Using this method, 173 breast cancer samples representing various IHC categories were analyzed. HER2 concentrations correlated with IHC scores (lowest in IHC 0, highest in IHC 3+). Remarkably, 73% of IHC 0 samples exhibited measurable HER2 protein expression (168–623 amol/μg). HER2 levels were significantly higher in IHC 2+ versus 0 (p<0.05), while differences between 1+ and 2+ were not statistically significant.8

Conclusion
The therapeutic landscape of HER2-positive breast cancer continues to evolve—from positive to low and now ultra-low expression categories. Trastuzumab deruxtecan has redefined HER2-targeted therapy, extending clinical benefit to broader patient populations. This evolution, however, underscores the need for greater precision and consistency in HER2 assessment. Mass spectrometry-based clinical proteomics provides an advanced, quantitative, and reproducible solution that complements conventional IHC, enabling more accurate patient stratification and guiding the next generation of precision oncology.
Reference
- Giuseppe Curigliano et al., Trastuzumab deruxtecan (T-DXd) vs physician’s choice of chemotherapy (TPC) in patients (pts) with hormone receptor-positive (HR+), human epidermal growth factor receptor 2 (HER2)-low or HER2-ultralow metastatic breast cancer (mBC) with prior endocrine therapy (ET): Primary results from DESTINY-Breast06 (DB-06). JCO 42, LBA1000-LBA1000(2024)
- Bardia A, Hu X, Dent R, et al. Trastuzumab Deruxtecan after Endocrine Therapy in Metastatic Breast Cancer. N Engl J Med. 2024;391(22):2110-2122.
- Modi S, Jacot W, Yamashita T, et al. Trastuzumab Deruxtecan in Previously Treated HER2-Low Advanced Breast Cancer. N Engl J Med. 2022;387(1):9-20.
- Ahn S, et al. HER2 status in breast cancer: changes in guidelines and complicating factors for interpretation. J Pathol Transl Med. 2020;54(1):34-44.
- Sajjadi E, et al. Improving HER2 testing reproducibility in HER2-low breast cancer. Cancer Drug Resist. 2022;5(4):882-888.
- Manohar P, et al. Updates in endocrine therapy for metastatic breast cancer. Cancer Biol Med. 2022 Feb 15; 19(2):202–212.

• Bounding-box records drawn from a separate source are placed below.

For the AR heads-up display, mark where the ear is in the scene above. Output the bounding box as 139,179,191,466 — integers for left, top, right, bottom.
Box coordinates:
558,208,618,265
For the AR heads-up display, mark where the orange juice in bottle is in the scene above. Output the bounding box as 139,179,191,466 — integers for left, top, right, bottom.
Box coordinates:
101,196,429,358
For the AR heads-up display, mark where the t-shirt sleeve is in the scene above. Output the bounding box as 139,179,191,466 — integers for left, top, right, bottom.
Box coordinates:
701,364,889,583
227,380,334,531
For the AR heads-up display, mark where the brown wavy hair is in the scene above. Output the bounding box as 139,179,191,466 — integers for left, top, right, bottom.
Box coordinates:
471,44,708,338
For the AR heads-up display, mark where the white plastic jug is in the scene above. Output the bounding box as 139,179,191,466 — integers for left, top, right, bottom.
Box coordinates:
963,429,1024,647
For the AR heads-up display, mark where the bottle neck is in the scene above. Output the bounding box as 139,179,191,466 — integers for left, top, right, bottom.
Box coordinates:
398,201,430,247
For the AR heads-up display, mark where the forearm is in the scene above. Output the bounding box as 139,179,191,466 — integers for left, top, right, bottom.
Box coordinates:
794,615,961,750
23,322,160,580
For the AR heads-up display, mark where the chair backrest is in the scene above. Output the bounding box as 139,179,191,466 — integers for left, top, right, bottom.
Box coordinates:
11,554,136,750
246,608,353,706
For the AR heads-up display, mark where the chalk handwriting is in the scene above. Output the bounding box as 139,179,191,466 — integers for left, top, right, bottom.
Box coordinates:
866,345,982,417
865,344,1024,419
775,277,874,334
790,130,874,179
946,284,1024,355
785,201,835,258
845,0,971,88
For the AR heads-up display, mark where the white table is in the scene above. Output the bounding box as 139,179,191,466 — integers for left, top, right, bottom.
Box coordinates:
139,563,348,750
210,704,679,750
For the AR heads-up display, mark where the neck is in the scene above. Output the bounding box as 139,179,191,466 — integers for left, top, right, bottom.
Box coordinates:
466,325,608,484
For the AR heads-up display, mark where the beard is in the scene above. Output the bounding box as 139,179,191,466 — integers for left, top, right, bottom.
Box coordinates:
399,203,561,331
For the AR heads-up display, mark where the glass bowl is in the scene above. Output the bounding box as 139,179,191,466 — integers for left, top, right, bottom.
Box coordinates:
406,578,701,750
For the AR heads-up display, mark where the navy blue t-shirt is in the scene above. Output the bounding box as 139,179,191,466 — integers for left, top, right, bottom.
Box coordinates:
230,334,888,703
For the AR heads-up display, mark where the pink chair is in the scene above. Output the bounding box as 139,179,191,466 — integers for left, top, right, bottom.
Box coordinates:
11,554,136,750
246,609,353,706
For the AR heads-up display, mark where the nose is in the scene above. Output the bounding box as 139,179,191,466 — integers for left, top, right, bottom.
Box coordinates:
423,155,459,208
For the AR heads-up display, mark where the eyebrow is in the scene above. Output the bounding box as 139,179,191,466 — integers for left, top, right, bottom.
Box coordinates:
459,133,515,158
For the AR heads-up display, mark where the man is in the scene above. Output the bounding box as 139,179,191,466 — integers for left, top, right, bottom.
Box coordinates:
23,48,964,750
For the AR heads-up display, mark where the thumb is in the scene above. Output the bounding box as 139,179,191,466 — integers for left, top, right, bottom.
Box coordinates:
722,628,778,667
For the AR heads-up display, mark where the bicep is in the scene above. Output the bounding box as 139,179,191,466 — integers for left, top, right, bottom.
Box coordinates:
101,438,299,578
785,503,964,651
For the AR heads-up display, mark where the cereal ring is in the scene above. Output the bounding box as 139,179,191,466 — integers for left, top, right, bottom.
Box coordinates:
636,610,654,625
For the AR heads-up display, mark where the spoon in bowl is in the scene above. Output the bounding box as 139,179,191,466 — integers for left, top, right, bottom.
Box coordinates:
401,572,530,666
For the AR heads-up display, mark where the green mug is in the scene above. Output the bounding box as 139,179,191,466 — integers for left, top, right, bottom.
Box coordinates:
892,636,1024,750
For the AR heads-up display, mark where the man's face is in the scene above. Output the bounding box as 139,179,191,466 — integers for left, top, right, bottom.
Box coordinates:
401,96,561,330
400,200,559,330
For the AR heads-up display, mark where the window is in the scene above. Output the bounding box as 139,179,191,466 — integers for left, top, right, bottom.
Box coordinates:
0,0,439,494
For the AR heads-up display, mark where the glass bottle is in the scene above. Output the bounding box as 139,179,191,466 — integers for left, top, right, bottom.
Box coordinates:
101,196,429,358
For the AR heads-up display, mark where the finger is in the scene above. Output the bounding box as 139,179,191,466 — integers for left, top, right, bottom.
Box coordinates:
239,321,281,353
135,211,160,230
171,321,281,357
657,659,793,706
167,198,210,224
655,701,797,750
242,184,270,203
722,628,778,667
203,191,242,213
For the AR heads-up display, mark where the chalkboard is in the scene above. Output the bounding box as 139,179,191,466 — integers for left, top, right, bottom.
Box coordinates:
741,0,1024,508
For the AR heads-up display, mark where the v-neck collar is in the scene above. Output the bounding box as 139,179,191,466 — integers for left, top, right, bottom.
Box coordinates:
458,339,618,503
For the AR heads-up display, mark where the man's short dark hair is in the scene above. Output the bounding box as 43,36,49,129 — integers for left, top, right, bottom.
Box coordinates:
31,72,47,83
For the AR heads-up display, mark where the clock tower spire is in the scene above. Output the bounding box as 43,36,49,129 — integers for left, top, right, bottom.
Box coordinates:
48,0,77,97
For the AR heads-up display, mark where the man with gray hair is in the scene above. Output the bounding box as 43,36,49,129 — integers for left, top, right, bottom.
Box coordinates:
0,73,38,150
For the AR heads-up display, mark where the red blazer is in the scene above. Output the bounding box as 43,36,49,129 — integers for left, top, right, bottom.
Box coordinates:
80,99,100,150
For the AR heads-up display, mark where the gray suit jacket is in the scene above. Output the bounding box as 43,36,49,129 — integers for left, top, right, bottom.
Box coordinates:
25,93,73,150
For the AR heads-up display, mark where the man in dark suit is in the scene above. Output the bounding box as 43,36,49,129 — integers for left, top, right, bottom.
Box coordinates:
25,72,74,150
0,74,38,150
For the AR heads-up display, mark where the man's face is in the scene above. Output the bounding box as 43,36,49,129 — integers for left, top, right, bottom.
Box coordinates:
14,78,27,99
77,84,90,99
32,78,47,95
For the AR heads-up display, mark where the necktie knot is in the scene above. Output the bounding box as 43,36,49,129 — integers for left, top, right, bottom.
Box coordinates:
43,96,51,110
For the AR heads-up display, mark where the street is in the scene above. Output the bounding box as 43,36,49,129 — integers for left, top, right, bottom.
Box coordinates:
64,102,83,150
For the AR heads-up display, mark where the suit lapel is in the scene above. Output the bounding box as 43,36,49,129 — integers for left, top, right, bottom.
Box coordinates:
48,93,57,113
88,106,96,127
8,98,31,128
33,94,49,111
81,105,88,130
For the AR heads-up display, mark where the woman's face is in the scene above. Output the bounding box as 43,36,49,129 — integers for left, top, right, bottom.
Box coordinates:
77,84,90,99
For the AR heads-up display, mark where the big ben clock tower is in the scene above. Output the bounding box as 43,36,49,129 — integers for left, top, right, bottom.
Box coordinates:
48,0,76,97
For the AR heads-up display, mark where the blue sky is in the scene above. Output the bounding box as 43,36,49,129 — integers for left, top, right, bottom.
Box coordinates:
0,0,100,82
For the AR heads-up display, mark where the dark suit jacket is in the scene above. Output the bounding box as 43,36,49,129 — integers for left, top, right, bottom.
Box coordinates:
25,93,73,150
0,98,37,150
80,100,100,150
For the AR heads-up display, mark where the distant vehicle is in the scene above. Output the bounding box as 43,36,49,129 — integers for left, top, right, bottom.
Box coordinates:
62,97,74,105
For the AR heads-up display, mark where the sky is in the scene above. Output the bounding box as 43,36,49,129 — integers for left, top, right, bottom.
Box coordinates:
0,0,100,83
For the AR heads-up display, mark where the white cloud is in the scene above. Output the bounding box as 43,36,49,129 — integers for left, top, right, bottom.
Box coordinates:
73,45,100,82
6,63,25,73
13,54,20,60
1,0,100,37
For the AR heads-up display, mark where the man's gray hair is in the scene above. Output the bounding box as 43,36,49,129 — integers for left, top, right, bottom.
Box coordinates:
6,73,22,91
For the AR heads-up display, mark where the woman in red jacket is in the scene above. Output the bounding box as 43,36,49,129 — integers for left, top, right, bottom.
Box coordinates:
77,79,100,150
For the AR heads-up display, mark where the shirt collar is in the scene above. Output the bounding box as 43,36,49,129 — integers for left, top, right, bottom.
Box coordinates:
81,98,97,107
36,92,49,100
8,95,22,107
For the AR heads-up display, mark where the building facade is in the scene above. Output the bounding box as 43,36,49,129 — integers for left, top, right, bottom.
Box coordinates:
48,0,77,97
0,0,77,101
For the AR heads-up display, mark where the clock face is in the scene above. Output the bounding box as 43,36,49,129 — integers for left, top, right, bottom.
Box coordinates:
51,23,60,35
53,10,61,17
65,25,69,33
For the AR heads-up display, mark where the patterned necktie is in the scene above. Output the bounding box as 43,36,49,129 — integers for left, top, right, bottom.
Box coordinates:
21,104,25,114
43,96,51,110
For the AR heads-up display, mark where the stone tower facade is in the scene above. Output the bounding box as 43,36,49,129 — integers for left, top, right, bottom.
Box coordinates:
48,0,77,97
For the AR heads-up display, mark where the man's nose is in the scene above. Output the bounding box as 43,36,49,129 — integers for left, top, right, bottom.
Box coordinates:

- Salgado RF, et al. LBA21 - Human epidermal growth factor receptor 2 (HER2)-low and HER2-ultralow status determination in tumors of patients (pts) with hormone receptor–positive (HR+) metastatic breast cancer (mBC) in DESTINY-Breast06 (DB-06). Annals of Oncology. (2024) 35 (suppl_2): 1-72. 10.1016/annonc/annonc1623.
- Fabiola C, et al. Quantitative mass spectrometry of HER2 protein levels reveals high variability within HER2 IHC grades [abstract]. In: Proceedings of the Annual Meeting of the American Association for Cancer Research 2020; 2020 Apr 27-28 and Jun 22-24. Philadelphia (PA): AACR; Cancer Res 2020;80(16 Suppl):Abstract nr 5128.